Fabioxyss 19/03/2024
Pré-História: Uma Breve Introdução, de Chris Gosden
Li o livro para minha disciplina de História Antiga na faculdade, e ele é bastante interessante e apresenta e levanta diversas questões e reflexões, muitas das quais temos por certas (como ocidentais).
Critica a visão eurocêntrica tanto da História e de sua divisão quanto de seu amparo absoluto na ciência como única e verdadeira forma de ver e entender o mundo. Nos apresenta como existem inúmeras maneiras de ver e experienciar o mundo, e como a magia experienciada por povos não ocidentais afeta tanto o mundo deles quanto a ciência afeta o nosso, sendo tão importante quanto.
Fala muito da cultura material, de como os humanos e os objetos têm uma forte relação de interdependência, que o que nos difere como humanos não é a capacidade social apenas (golfinhos e baleias são excelentes nisso) ou a capacidade de fabricar artefatos (chimpanzés o fazem também, ainda que de maneira rústica), mas sim nossa sociabilidade através da cultura material, de nossos objetos e artefatos. Nos relacionamos uns com os outros e com o mundo por meio de nossos objetos, experienciamos o mundo através de nossos sentidos e também de nossos objetos; nossa socialização por meio de objetos é o que nos faz humanos.
Reflete questões de gênero, de como papéis e identidades de gênero na Pré-História e em muitas culturas do mundo são fluidos e flexíveis, podendo inclusive se alterar ao longo da vida após experiências e experimentação do indivíduo. Como ele diz, toda sociedade possui gênero e essa é uma questão importante para todas elas, mas nem todas interpretam e entendem o gênero da mesma maneira.
Descreve as migrações dos humanos na Terra, suas questões, desafios e problemáticas na hora de estabelecer datas e rotas, deixando muitas incertezas e controvérsias. Pincela sobre desafios, limitações e problemáticas da arqueologia. Discorre sobre nossas identidades, como as construímos e como nos vemos. Fala sobre o comensalismo entre humanos, animais e plantas, que conviveram e cresceram juntos ao longo dos milênios.

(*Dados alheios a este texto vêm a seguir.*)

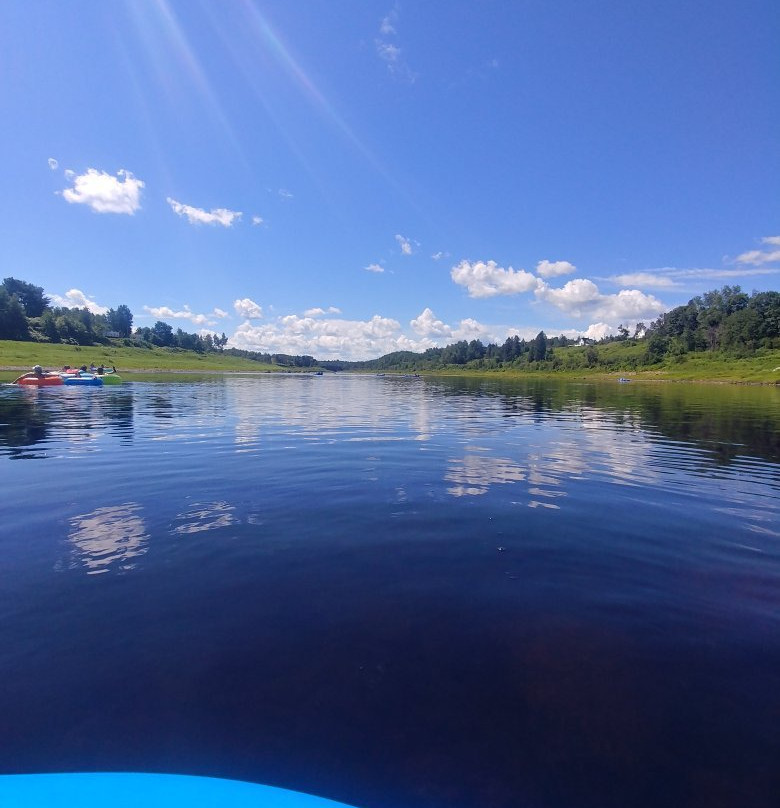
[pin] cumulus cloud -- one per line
(387, 26)
(221, 216)
(552, 269)
(326, 338)
(247, 309)
(581, 296)
(389, 52)
(404, 244)
(646, 279)
(759, 257)
(487, 279)
(629, 304)
(427, 325)
(572, 297)
(76, 299)
(166, 313)
(318, 311)
(103, 192)
(598, 331)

Em suma, nos dá um amplo panorama de diversas questões e áreas, nos faz refletir sobre o que nos une e separa enquanto seres humanos ? e mesmo sobre o que nos faz humanos ?, ou sobre nossa hipervalorização das palavras e do pragmatismo no mundo, abandonando a magia e outras formas de experienciar o mundo, como através de nossos objetos e de nossos sentidos, questiona o que se entende por inteligência, defendendo que a inteligência corporal é tão importante quanto a cognitiva (capacidade de resolver problemas) etc. É um livro bastante interessante, mas, como o próprio título sugere, é apenas uma breve introdução ao tema, mais preocupado em levantar e apresentar questões, reflexões e problemáticas do que ser um livro historiográfico sobre a Pré-História, tanto que a própria linguagem é bastante acessível e até informal, em primeiro pessoa e repleta de relatos e opiniões pessoais do autor.
Por fim, gostaria de pontuar um dos argumentos centrais defendidos pelo autor: o de que a Pré-História não deve tentar ser compreendida somente pelas palavras escritas (até porque estão ausentes nesse período), mas também pelas outras inúmeras formas de existência humana que vão além das palavras e que nos ajudam a interagir e compreender a nós mesmos, os outros e o mundo a nosso redor, como nossas relações com os objetos, nossos sentidos em sinestesia e tantas outras formas distintas de compreender o mundo que podem ser utilizadas para melhor compreender a Pré-História, momento de experimentação dos humanos, segundo defende o autor. E nesse sentido, ao mergulhamos nesse mundo tão amplo e diferente do nosso, a Pré-História, isto é, a História que vai muito além das palavras, tem muito a nos ensinar hoje.